I tend to complain a lot about what having children young has robbed me of: potential income, my tenure track and my youthful body.

While I was knee-deep in baby poop and formula – my friends were knee-deep in their careers, climbing the success ladders.

While I was at those dreadful mommy and me classes, my friends were taking extra education classes.

While I was on playdates, my friends were on playdates – WITH ADULTS ONLY.  And alcohol.

While I was surviving on 3 hours of sleep, my friends were sleeping in ‘til 11AM on Sundays and going to brunch.

As I approach my 30th birthday, I realize how awesome it’s been to be a mom in my twenties.

Here’s my top 10 reasons why being a twenty-something mother is great.

1. I’m always the youngest mom at school functions. Orientation, bake sales, concerts, you name it, I’m the youngin’.  P.S. I’m also the youngest mom at playdates.

2. I was a child not too long ago, I can empathize with child-like emotions.  (I may or may not still throw temper tantrums when I don’t get my way).

3. I won’t be retiring, buying my kid’s first car, and paying for college all at the same time.

4. There’s a chance my kids will want to snatch my clothes out of my closet (if I still dress as cool as I do now).  Because I have girls, this thrills me!  Every mom loves a mini me.

5. There’s a big chance we won’t have a female hormonal explosion in my house.  By this, I mean, I won’t be going through menopause while my girls are getting their pubescent periods.

6. Their guy friends in high school might think I’m hot.  And I’m totally okay with that – because I need an ego boost any way I can get it.

7. My kids, might dare I say, think I’m cool and actually want to hang out with me when they’re teenagers.
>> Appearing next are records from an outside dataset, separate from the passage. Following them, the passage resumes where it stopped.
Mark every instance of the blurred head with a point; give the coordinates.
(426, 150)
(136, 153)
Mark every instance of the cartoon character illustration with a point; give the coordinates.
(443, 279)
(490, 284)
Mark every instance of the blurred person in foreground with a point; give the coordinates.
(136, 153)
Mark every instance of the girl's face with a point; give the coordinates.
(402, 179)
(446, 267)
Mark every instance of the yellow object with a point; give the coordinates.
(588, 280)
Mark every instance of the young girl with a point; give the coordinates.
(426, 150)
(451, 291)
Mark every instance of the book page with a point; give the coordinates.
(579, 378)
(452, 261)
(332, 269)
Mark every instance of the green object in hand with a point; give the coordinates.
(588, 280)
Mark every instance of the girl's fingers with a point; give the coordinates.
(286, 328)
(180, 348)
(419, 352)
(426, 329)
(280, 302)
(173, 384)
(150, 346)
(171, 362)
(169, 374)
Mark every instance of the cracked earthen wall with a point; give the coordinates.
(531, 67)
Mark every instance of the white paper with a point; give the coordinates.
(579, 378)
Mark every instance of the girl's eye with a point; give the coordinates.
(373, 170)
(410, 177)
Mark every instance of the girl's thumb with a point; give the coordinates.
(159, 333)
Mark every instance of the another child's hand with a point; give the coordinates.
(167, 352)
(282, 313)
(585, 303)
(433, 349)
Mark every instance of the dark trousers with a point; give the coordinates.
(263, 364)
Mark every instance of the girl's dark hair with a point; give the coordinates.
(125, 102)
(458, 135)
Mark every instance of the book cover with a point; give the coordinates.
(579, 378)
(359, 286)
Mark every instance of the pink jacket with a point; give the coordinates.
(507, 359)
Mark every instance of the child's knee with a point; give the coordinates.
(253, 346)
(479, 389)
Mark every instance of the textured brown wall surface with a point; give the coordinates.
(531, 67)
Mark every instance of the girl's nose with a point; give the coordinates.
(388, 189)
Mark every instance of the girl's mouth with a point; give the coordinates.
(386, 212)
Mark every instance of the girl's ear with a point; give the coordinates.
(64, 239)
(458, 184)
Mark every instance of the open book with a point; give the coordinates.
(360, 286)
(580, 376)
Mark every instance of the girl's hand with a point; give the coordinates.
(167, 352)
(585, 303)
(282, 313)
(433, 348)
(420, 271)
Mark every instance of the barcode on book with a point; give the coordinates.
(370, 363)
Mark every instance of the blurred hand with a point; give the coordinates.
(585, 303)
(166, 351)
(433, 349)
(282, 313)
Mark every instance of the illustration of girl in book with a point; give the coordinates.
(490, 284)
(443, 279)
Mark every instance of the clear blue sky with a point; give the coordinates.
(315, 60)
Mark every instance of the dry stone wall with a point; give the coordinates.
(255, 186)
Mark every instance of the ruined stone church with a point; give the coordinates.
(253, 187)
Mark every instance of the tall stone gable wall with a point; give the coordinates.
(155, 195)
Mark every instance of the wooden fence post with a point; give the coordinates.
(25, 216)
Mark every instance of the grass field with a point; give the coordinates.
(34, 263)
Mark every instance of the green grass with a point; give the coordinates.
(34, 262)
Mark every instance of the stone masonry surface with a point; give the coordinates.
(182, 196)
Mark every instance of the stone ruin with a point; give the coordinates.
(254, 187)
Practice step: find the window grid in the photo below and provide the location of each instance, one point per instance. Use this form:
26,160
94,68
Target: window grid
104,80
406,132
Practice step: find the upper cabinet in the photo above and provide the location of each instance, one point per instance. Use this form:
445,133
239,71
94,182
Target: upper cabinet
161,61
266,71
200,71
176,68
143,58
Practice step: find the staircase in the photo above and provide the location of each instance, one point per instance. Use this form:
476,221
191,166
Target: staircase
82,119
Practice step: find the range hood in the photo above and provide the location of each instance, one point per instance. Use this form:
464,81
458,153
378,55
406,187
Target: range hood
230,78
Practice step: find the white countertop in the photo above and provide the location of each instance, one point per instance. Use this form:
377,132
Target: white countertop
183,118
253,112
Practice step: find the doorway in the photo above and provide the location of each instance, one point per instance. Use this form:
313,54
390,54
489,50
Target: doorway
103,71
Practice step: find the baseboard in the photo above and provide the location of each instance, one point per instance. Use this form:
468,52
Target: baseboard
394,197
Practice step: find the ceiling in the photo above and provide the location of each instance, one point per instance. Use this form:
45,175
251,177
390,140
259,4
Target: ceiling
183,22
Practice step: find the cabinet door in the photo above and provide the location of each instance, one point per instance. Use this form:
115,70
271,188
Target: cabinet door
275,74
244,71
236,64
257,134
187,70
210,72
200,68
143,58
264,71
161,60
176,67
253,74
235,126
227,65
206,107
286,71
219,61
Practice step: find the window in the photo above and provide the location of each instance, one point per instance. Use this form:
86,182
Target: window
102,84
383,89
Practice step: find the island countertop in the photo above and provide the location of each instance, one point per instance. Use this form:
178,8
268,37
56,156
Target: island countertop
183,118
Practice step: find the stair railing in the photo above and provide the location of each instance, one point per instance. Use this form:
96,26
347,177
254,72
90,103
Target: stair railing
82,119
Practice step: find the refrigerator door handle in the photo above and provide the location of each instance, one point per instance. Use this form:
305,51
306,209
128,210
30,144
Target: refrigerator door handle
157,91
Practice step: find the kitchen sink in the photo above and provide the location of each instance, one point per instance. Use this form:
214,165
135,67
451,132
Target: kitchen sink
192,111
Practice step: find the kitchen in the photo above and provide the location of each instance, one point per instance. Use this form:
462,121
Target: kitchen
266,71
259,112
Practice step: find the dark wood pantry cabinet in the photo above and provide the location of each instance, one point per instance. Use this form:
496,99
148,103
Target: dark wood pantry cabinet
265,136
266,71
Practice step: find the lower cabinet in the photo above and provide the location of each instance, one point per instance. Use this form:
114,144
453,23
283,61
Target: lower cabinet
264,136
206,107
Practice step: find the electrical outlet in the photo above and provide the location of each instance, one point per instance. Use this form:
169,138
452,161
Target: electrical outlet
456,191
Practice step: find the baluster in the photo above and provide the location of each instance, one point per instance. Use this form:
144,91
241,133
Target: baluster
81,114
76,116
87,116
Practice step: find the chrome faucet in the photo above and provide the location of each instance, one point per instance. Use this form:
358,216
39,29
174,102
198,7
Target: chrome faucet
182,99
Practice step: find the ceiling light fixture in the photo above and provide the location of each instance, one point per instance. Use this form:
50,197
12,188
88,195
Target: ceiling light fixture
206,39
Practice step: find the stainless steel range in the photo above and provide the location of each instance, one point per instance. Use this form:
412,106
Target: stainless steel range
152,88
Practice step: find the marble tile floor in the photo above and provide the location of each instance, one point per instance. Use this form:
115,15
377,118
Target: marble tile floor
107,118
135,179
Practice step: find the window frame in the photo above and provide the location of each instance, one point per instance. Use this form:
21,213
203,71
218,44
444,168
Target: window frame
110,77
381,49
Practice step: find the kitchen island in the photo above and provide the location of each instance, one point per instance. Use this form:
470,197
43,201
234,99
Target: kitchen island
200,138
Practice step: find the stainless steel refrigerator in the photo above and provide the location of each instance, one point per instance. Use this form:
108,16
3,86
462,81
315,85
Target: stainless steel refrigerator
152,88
This one is far-fetched I know.  But, it’s definitely possible.

8. My kids will feel that they can open up to me more about their issues.  I think it’s harder for kids to open up to older parents because they feel there is a huge disconnect.

9. Assuming all parties are healthy, my kids will get to spend more time with me on this earth.  And with their grandparents.

10. Remember those friends that enjoyed kid-free, care-free lives while I was dying from sleep deprivation?  They’ll be calling me to complain about diapers, teething, soccer practices and school in about 10 years.  And I’ll be sitting in my quiet house, phone in one hand, wine in the other, with a smile on my face.